How do we optimally pick which one of these two machines to play? Let’s think about what we would do for some simple possibilities

• If $\upsilon = 0$, i.e. there no chance of winning on the red bandit, so we will never play on it and always play on the black bandit.
• If $\upsilon = 1$, i.e. we are guaranteed to win on the red bandit, we will always play on it and never play on the black bandit.
• If $\upsilon = E_\pi(p)$, the chance of winning is the same for both bandits. Mathematically this is the expected value of the prior distribution for the success probability of the black bandit.

But whilst the rewards will be the same for playing on either bandit, we can learn more information by playing on the black bandit, as it is has an unknown success probability distribution whereas there is nothing to learn from playing on the red bandit.

We can illustrate this more clearly on the number line below.

As you can see, it is logical to assume that there exists some point on the number line where both the black and red bandit are optimal to play.
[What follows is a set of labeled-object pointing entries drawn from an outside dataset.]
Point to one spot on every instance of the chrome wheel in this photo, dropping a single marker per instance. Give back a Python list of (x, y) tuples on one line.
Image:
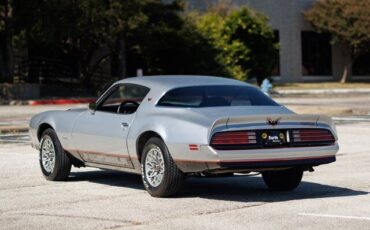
[(47, 154), (154, 166)]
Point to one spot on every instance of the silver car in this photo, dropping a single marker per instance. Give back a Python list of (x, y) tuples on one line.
[(169, 127)]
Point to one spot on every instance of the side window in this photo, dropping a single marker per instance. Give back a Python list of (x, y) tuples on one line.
[(124, 99)]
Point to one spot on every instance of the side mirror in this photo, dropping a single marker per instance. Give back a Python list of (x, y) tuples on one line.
[(93, 106)]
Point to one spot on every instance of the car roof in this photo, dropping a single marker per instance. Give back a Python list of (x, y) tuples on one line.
[(167, 82)]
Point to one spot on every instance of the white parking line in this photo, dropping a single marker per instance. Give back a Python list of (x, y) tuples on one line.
[(336, 216), (351, 118)]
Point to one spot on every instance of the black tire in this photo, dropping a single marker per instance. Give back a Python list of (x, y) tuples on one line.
[(62, 165), (283, 180), (172, 179)]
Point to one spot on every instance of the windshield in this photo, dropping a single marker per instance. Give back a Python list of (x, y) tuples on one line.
[(218, 95)]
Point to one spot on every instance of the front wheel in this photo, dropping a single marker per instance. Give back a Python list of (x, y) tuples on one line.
[(54, 162), (160, 175), (284, 180)]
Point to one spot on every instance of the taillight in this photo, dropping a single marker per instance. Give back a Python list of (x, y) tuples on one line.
[(312, 135), (234, 138)]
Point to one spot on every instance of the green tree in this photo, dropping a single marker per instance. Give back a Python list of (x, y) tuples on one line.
[(348, 22), (245, 41), (169, 43)]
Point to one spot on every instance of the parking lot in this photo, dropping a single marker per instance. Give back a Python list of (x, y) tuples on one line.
[(334, 196)]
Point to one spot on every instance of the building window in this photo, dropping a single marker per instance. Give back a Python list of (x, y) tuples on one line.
[(361, 66), (316, 54), (276, 69)]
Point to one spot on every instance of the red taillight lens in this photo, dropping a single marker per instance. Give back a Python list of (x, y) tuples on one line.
[(234, 138), (312, 135)]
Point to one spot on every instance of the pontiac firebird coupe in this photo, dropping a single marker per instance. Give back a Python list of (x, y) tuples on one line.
[(169, 127)]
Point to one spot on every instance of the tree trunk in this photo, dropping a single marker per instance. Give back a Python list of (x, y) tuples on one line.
[(347, 71), (6, 48), (119, 61)]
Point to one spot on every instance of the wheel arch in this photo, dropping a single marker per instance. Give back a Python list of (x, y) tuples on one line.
[(42, 127), (142, 139)]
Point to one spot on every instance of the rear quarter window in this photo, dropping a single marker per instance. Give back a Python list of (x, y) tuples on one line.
[(213, 96)]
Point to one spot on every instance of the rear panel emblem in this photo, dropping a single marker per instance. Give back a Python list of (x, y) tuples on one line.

This point is called the ‘Gittins Index‘ and is the mysterious score we mentioned earlier.

The other thing you can see in the diagram is the ‘Uncertainty Gap’. The less we know about $\pi$, the more information we can gain by playing it, so the larger the uncertainty gap. However if we only play for a short time or have a large discount rate, i.e. current decisions matter more, the uncertainty gap will be smaller.

Finding Gittins Index

Let’s finish off by evaluating out a simple example. We’ll say that there are just two possible success probabilities for $\pi=\{0,1\}$ and the prior $\pi=Prob\{p=1\}$. Then we can work out the payoffs as seen below.

• Choosing to play the red bandit at the start means we get a payoff of $latex \upsilon$ that is discounted over time, since we play it forever.

Payoff $= \upsilon(1 + a + a^2 + a^3 + ... )= \frac{\upsilon}{1-a}$

• Choosing to play the black bandit at the start gives us two outcomes,
1. There is a probability $\pi$ of a success on the black bandit, so we play forever on the black bandit.
2. There is a probability $1-\pi$ of a failure on the black bandit, so we switch to play on the red bandit forever.

Payoff $= \pi(1 + a + a^2 + a^3 + ... ) + (1-\pi)(0 + a\frac{\upsilon}{1-a})$

Then the Gittens Index is simply the value of $\upsilon$ where both of these payoffs are equal to each other.

$\frac{\upsilon}{1-a} = \frac{\pi}{1-a} + \frac{(1-\pi)\pi a\upsilon}{1-a}$

$\upsilon = \frac{\pi}{1-(1-\pi)a} = \pi + \frac{\pi(1-\pi)a}{1-(1-\pi)a}$

So how do we solve the multi-armed bandit problem? Well all we do is calculate this Gittens index for each of the bandits in turn at each time step and we play the bandit with the highest Gittens index every time!